Knight Frank estimates that based on current take-up rates there will be a ‘structural undersupply’ of 9 million square feet in London by 2027, which means rents will inevitably go up.

Admittedly, activity in London may not be representative of what is happening in the rest of the UK but journeys on public transport are up across the board and most surveys show offices are full at least three days a week.

Richard Shepherd-Cross, managing director of Custodian Property Income REIT (CREI), argues the UK commercial property market is in as good a place as it’s been for many years.

Custodian specialises in regional assets, ranging from offices to multi-let industrial, retail and drive-throughs, and Shepherd-Cross puts the firm’s success down to its active portfolio management.

‘There is a lot of talk of a divergence between prime and stranded assets, in other words older, less amenable offices in less attractive locations, but all it takes is an active approach and some imagination.’

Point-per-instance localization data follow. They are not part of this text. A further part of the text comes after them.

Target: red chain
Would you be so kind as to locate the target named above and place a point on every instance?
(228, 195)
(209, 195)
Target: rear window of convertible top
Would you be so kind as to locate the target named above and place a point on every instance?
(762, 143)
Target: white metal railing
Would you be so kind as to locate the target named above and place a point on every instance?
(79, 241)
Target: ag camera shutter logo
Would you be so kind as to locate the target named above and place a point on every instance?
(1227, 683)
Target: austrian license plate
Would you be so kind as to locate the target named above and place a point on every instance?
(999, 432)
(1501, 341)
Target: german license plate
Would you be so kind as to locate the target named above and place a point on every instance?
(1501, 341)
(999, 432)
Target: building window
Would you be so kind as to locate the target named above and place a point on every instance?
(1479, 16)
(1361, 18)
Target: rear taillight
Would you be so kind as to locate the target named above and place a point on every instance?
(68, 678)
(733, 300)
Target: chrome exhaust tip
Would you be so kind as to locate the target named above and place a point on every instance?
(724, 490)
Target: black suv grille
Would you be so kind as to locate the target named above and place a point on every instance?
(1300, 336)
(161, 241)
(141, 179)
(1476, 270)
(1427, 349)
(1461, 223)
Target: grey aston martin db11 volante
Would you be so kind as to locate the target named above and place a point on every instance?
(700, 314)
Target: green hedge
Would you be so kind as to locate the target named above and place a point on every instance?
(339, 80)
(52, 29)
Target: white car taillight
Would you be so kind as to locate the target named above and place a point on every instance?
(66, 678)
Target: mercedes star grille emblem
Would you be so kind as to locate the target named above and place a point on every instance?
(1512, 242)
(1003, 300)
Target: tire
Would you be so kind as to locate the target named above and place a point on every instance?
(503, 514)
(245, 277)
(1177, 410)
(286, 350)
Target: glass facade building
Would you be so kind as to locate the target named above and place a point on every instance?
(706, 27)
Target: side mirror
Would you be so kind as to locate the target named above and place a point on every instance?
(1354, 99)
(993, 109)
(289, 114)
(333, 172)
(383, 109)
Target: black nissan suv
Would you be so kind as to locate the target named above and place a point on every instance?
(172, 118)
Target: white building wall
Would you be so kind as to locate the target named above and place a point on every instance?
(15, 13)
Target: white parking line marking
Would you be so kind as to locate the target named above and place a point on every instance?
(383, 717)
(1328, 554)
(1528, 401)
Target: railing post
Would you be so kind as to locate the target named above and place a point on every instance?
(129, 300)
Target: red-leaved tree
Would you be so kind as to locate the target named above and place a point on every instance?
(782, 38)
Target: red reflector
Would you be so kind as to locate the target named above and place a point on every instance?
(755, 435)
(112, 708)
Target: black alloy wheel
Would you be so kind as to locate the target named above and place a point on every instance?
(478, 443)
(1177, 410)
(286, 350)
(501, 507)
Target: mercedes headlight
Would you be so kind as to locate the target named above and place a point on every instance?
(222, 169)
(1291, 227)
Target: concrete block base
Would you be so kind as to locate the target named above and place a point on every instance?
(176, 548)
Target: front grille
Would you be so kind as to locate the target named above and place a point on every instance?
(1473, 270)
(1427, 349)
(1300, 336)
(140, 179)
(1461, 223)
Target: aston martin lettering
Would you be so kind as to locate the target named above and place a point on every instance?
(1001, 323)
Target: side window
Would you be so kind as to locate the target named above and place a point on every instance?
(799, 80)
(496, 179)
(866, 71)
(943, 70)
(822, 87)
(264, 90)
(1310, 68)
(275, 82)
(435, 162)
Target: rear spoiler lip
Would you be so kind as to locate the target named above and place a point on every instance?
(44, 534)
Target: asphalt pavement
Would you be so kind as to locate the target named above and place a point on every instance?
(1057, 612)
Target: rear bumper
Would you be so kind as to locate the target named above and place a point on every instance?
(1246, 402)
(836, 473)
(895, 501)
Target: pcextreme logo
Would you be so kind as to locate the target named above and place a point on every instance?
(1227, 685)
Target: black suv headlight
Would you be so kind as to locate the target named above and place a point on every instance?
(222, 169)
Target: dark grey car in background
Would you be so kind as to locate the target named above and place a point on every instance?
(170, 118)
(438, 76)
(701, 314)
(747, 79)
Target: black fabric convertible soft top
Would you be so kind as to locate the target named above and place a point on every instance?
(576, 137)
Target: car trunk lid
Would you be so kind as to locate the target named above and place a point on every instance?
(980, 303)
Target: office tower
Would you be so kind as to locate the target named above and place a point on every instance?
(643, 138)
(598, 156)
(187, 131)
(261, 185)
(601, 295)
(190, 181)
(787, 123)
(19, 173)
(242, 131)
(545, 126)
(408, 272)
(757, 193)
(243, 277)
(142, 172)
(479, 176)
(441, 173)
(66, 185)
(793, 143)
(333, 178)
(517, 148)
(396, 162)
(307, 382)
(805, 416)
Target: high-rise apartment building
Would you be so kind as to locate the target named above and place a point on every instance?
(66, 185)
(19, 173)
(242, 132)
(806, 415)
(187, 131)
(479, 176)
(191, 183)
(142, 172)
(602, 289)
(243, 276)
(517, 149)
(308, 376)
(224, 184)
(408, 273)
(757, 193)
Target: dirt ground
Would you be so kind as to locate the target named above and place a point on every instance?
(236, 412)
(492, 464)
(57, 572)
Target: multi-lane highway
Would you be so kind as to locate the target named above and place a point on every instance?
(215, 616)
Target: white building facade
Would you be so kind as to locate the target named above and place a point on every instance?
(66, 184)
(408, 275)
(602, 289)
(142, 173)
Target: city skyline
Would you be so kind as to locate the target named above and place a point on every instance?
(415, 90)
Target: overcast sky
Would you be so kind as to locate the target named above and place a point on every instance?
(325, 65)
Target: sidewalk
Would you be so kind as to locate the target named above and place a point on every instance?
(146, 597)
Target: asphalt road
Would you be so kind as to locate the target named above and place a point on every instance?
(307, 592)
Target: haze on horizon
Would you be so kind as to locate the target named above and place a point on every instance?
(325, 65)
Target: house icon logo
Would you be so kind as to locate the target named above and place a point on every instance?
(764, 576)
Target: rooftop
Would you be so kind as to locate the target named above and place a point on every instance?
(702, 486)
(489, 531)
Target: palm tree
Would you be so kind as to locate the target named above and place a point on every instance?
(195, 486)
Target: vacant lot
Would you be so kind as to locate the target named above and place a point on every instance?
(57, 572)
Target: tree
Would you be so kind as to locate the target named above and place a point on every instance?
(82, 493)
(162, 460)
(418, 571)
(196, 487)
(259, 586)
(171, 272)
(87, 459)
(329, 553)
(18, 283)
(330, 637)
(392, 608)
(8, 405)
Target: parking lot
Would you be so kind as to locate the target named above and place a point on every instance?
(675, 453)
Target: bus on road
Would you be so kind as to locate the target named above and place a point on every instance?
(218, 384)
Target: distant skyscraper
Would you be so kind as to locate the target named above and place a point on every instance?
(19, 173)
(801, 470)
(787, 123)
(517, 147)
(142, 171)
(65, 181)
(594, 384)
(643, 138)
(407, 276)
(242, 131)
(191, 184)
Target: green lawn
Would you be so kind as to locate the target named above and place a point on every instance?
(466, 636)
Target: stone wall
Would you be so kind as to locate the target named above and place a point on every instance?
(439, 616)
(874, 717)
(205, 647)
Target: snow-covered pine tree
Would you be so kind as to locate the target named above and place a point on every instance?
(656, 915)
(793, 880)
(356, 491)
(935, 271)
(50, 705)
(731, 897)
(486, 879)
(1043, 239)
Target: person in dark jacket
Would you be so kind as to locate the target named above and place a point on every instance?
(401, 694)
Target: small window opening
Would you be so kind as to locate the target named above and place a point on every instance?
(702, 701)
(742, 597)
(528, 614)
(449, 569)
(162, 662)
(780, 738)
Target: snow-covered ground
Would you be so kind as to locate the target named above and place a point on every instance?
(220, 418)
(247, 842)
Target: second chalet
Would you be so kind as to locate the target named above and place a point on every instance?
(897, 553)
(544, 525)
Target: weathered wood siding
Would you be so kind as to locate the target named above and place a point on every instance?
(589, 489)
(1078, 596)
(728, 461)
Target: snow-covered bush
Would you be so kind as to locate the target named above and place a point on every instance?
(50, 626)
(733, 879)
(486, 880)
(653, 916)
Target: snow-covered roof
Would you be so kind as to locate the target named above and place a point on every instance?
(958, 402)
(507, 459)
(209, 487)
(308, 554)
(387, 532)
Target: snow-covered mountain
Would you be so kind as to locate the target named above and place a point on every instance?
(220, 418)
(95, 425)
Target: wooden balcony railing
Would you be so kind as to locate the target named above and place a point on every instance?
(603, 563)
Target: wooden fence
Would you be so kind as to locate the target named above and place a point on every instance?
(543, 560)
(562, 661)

Shepherd-Cross points to a mature office site in Manchester which was previously rented at £20 per square foot but has since been refurbished with meeting rooms, a coffee bar and a gym, and is now let at £35 per square foot, easily recouping the firm’s investment.

Meanwhile, offices located on retail parks are being redeveloped as urban logistics centres to take advantage of the surge in demand and vacancy rates in the low single-digits.

INSIDERS ARE BUYING

According to consultancy Carter Jonas, investment in UK commercial property fell for the fourth consecutive quarter in the three months to March to £7.7 billion, 26% below the previous three months, 43% below the five-year average and the weakest quarter for more than a decade.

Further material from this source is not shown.